The inaugural 2023/24 Championships set a brutal benchmark with an uphill iTT on Innsbruck Conti. It was a climber’s dream and a heavyweight’s reckoning - light riders with power-to-weight thrived as gravity decided everything. A season later, the 2024/25 iTT flipped the script entirely. The 19 km battle on Going Coastal was long, flat, and unforgiving, rewarding efficiency, patience, and the ability to suffer at threshold for an extended stretch. It wasn’t flashy but it was decisive.
That decisiveness crowned a formidable group of reigning champions. In the men’s field, Thomas Sorensen (A, Denmark), Curtis Ames (B, Canada), Olli Lappalainen (C, Finland), Casper Casparian (D, USA), and John Mullican(E, USA) mastered the art of controlled damage.
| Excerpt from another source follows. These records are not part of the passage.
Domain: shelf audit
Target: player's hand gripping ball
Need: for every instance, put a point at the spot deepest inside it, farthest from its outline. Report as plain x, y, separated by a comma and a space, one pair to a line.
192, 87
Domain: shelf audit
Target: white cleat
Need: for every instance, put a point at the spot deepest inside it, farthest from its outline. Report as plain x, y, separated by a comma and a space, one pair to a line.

On the women’s side, Paula Charlotte (B, Germany), Sabina Bremer(C, Switzerland), and Jess Galatro (D, USA) delivered performances built on discipline and composure. The question now hangs in the air: will they return to defend their crowns?
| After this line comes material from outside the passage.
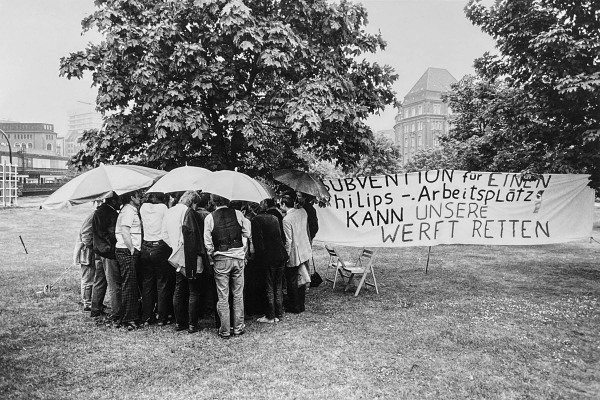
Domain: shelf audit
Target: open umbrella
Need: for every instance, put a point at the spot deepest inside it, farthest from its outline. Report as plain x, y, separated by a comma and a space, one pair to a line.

The answer may hinge on the most intriguing iTT yet. 2025/26 introduces Toefield Tornado in New York, the shortest iTT in Championship history at just 10.3 km. Short doesn’t mean easy - far from it. Toefield Tornado is a pure test of pacing and focus, winding through New York’s fast roads where every watt counts. No drafting, no excuses - just you, your bike, and the relentless push for the perfect effort. It’s a stage designed to set the benchmark and apply early pressure on the GC, where seconds matter more than ever.
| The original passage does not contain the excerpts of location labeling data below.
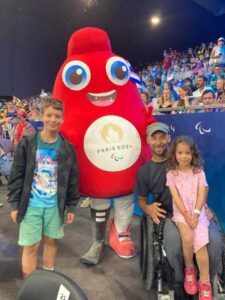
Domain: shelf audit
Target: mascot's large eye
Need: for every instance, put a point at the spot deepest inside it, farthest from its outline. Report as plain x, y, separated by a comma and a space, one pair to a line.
118, 70
76, 75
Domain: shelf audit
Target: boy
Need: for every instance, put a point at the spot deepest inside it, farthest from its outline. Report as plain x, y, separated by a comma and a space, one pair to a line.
43, 184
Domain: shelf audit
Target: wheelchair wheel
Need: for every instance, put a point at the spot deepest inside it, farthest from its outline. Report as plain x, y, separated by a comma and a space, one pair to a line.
219, 282
146, 261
From a coaching perspective, the demands are clear. Pacing is everything: the fastest riders will open at roughly 95–98% of target power for the first two to three minutes, then settle into rhythm. Overcook the start and the price is paid late. Cadence discipline becomes non negotiable and small power fluctuations add up brutally over ten kilometres.
The smartest riders will ride the course, not the clock, breaking the effort into thirds: build, hold, then empty the tank when it truly counts. The winning mindset remains unchanged: calm, methodical, relentless. The clock never blinks — don’t either.
From Innsbruck’s climbs, to the endless drag of Going Coastal, and now the razor-sharp precision of Toefield Tornado, the SISU Racing iTT has evolved every year. One thing hasn’t changed: this is where champions announce themselves. The only certainty for 2025/26 is that when the countdown hits zero, history will once again be written one second at a time.